The lady at the Jet counter had fixed things, but she admitted it was not a great fix.
She planned for us to wait seven hours, then fly Ethiopean via Paris, changing planes in Addis Abbaba, and continuing via Entebbe to Kigali over the next 17 hours to arrive Sunday afternoon.
We circled the airport for advice. The Ethiopean counter was staffed, literally, by a card-board cut-out until 4pm. The Departure Board had every flight for the next five hours delayed. The girl at the Brussels Air counter refused to make any comment at all about the activity of the airport or the weather: Was there a snow storm forecast for this afternoon? Would the weather be better for flying on Tuesday? She would not say. The airport counter staff said we should leave before a Sunday storm. They admitted that airlines never post flights as being delayed until the last moment, so we should not be fooled into thinking our Ethiopean flight was really oin time. My Blackberry said that there would be light snow and temperatures around freezing for the next four days. That did not sound bad, but such weather had already caused major problems.

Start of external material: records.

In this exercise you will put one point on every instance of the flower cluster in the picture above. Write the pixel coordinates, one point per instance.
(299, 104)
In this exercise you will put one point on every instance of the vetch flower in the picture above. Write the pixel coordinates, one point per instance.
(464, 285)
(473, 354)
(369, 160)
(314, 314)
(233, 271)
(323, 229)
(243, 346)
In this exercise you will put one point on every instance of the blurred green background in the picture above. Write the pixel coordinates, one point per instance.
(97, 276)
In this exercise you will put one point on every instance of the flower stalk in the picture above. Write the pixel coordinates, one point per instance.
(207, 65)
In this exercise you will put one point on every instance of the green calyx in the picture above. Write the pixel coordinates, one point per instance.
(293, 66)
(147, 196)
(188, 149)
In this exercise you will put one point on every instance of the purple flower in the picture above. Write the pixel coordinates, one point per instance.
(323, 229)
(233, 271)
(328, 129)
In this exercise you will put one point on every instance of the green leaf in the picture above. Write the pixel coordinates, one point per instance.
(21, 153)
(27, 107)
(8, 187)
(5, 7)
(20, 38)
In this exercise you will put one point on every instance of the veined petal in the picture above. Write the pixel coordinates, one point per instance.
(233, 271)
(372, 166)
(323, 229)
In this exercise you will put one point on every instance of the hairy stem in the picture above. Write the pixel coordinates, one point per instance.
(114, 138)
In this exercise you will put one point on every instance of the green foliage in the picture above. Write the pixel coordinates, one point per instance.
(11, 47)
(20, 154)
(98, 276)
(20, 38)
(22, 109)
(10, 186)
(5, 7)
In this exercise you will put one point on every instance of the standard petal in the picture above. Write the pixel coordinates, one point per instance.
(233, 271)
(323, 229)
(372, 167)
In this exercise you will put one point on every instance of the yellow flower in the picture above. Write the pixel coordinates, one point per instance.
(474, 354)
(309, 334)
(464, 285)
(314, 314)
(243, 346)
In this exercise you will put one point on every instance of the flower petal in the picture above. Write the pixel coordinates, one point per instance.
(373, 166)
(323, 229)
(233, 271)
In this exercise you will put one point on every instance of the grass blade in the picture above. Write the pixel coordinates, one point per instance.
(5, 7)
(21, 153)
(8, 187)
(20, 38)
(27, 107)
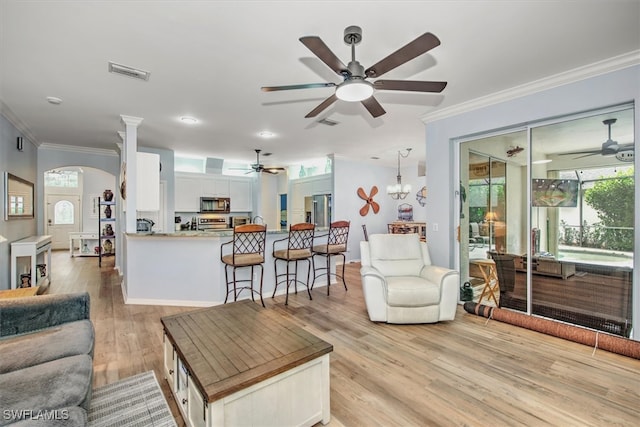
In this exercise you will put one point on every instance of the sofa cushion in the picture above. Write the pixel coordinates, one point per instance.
(396, 254)
(73, 416)
(410, 291)
(57, 384)
(31, 349)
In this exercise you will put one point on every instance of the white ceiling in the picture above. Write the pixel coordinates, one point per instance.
(208, 59)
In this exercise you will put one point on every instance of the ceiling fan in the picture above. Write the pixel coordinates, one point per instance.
(355, 87)
(609, 147)
(259, 167)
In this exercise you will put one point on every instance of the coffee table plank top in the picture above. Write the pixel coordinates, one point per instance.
(230, 347)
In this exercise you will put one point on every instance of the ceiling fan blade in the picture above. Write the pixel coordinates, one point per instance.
(409, 85)
(317, 46)
(333, 98)
(301, 86)
(362, 194)
(373, 107)
(587, 155)
(588, 152)
(422, 44)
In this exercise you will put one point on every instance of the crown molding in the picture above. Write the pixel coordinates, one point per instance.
(78, 149)
(17, 123)
(581, 73)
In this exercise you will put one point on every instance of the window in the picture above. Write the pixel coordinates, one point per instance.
(63, 213)
(62, 178)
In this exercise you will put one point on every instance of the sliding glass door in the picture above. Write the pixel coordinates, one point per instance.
(552, 206)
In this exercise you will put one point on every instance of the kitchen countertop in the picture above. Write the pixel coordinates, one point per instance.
(198, 233)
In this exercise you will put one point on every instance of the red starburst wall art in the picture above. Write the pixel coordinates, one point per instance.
(369, 199)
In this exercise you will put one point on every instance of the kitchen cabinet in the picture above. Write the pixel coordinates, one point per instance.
(305, 187)
(241, 195)
(188, 190)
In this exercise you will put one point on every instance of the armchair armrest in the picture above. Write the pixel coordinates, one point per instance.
(21, 315)
(449, 282)
(436, 274)
(374, 290)
(371, 271)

We went back to Jet to ask to be rescheduled for the Tuesday direct flight to Kigali. She was not pleased. She insisted that Ethopian plane was already in Brussels. She insisted that the Paris Airport was functioning normally. She refused to pay for any accommodation in Brussels.

By now we were cynical and had no faith anything would happen as planned. A comfortable bed and a direct flight three days later seemed a much better idea.

We put dragged our bags to the train. The Frommers Guide I bought in Toronto listed the Hotel Mozart as being central, inexpensive, and within walking distance of the central station. We checked in and got a triple room for 100 euros. The place is a confection of tile and a warren of rooms. Ours has a bed, bathroom and desk downstairs and a tiny loft with two more beds above.

Brussels is nice, pretty in four inches of snow. We ate mussels with frites and beer. But they know how to party, and a local disco across the street kept us awake till 4 am. Today we took the train to Brugges, made more famous by a recent movie set there. It was very charming. The canals were frozen but there was no snow on the ground.

In other circumstances I would be happy to explore Belgium, but I feel like I am in exile here. Its not what I signed up for, and its not where I want to be, and should be, today. But for the moment there is nothing I can do except enjoy the waffles, the beer and the chocolate.